I am also grateful to my parents and family for inspiring me to push on. They encouraged me to persist even when the challenges were daunting. They always stressed that they wanted to have a professor in the family. They are retired teachers and they did the best they could to support my journey and to inspire me to stay focused. They still are an inspiration to me,” Ngumbi said.

She does not forget her birthplace Mabafweni and everyday dreams of helping the girls back home.

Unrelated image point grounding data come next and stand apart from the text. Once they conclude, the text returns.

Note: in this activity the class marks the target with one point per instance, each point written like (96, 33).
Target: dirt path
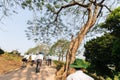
(28, 73)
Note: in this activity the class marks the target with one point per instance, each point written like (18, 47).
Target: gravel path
(28, 73)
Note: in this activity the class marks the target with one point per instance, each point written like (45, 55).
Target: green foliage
(58, 64)
(14, 57)
(112, 22)
(99, 53)
(1, 51)
(39, 48)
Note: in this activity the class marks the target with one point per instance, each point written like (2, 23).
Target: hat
(79, 63)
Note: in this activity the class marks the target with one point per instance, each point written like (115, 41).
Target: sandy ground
(28, 73)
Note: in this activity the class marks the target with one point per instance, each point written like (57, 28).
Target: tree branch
(69, 5)
(107, 8)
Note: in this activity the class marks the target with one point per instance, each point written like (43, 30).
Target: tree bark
(75, 43)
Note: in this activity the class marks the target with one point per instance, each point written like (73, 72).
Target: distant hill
(9, 62)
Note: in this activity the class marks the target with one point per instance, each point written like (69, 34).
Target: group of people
(79, 66)
(35, 59)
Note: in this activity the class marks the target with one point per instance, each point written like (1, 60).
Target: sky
(12, 32)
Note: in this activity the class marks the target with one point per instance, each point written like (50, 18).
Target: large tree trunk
(75, 43)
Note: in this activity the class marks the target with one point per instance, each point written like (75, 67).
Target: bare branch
(101, 2)
(69, 5)
(100, 11)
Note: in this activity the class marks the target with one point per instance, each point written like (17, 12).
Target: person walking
(33, 56)
(79, 65)
(39, 59)
(25, 60)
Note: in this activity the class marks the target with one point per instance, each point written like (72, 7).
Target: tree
(51, 21)
(1, 51)
(99, 53)
(107, 45)
(39, 48)
(60, 48)
(112, 22)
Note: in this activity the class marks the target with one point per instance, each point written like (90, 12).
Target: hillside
(9, 62)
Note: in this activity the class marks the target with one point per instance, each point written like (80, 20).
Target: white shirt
(26, 56)
(79, 75)
(39, 56)
(33, 57)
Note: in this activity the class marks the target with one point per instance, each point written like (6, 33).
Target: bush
(58, 64)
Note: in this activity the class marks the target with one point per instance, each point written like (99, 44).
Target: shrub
(1, 51)
(58, 64)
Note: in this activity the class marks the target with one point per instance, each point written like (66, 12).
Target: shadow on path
(28, 73)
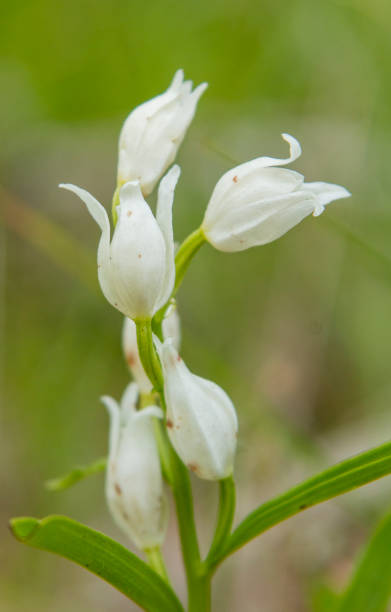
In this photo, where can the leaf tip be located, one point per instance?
(23, 527)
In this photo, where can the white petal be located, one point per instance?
(95, 208)
(140, 507)
(201, 422)
(153, 132)
(164, 219)
(115, 423)
(294, 153)
(149, 412)
(99, 214)
(177, 80)
(138, 251)
(326, 193)
(245, 185)
(262, 222)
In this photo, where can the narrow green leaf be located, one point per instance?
(370, 587)
(339, 479)
(324, 599)
(75, 475)
(101, 556)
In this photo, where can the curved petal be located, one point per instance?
(115, 424)
(248, 184)
(177, 79)
(325, 193)
(95, 208)
(137, 266)
(294, 153)
(164, 219)
(149, 412)
(128, 402)
(262, 222)
(99, 214)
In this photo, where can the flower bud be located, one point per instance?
(201, 419)
(153, 132)
(257, 202)
(136, 270)
(134, 484)
(171, 329)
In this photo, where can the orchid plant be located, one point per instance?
(171, 422)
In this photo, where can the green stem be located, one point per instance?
(148, 354)
(185, 254)
(178, 477)
(114, 205)
(225, 516)
(155, 559)
(181, 487)
(200, 595)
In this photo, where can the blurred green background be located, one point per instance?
(298, 332)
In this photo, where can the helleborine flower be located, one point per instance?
(257, 202)
(136, 270)
(171, 329)
(153, 132)
(134, 483)
(201, 419)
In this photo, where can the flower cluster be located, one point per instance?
(252, 204)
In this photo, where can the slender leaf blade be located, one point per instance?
(341, 478)
(100, 555)
(370, 587)
(74, 476)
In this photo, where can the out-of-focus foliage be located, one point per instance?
(297, 331)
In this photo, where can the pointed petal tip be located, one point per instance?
(294, 145)
(177, 79)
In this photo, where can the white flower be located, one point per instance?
(201, 419)
(171, 329)
(134, 483)
(136, 270)
(153, 132)
(256, 202)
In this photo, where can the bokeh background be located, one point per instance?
(297, 331)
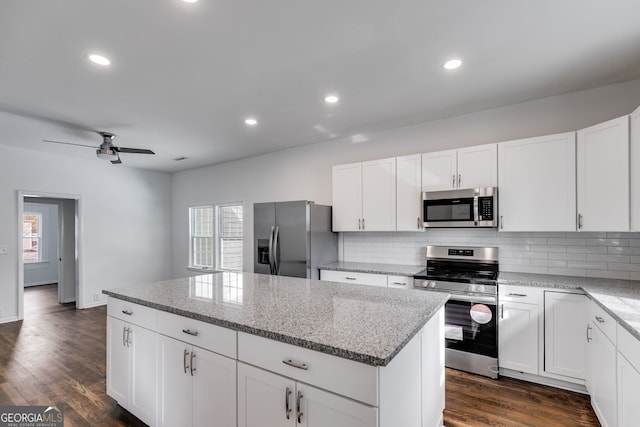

“I still remember when I was walking on the stage to get my PhD degree. My mind flashed back to Mabafweni. I wondered at all those girls and then imagined—that if they had the opportunity and the encouragement that I was lucky to have along the way—they too could be like me. Then I told myself that I would do anything within my reach to provide for opportunities, so that young girls, especially from poor and rural communities, have opportunities so that they can break the barriers and go for the stars. Give them the opportunities so that they can reach for their stars. “Since then I have dedicated my life to encouraging girls and when I can provide opportunities, mentorship and everything so that they have the opportunity.  In addition, every time I am interacting with children from my community, all I can see is potential. I see future scientists, medical doctors, and engineers. I see so much potential in them and all I can do is provide them with numerous opportunities so that they can discover their talents and then run with them. I will continue to be there for all who would allow me to. I just want everyone to succeed and grow to achieve his or her full potential.”

Ngumbi said one of the best ways of increasing the number of women in science is to create more role models.

She expanded: “We need more role models out there. I always say, you cannot be that what you do not see. We cannot just assume young women would desire to be scientists if they never see other women scientists. Those of us who are already scientists should make it a priority to be there for our young women. We should intentionally reach out and go to schools and other institutions where young girls are. We should be present and importantly keep projecting the image that Science is not reserved for boys or men. That women can do science and succeed in science. Your magazine featuring women scientists will also bring a positive message to women—showing that they too can make it.

“There should be many more publications featuring a rainbow of women scientists that are sent to all schools—from elementary to high schools to Universities. As young women begin to see faces of other women scientists and read about these scientists’ accomplishments, I believe they will begin to see that they too can be these women one day. 

Media, including TV and Radio also should be outlets that highlight women scientists and share about the research they are doing and their accomplishments.  At the same time, there should continue to be many opportunities that are purposely created to nurture young women to be scientists. From elementary school-to high school- and into University institutions. Moreover, we should also have avenues where they can go and experience the magic of science. Science boot camps are one approach.” – Women in Science.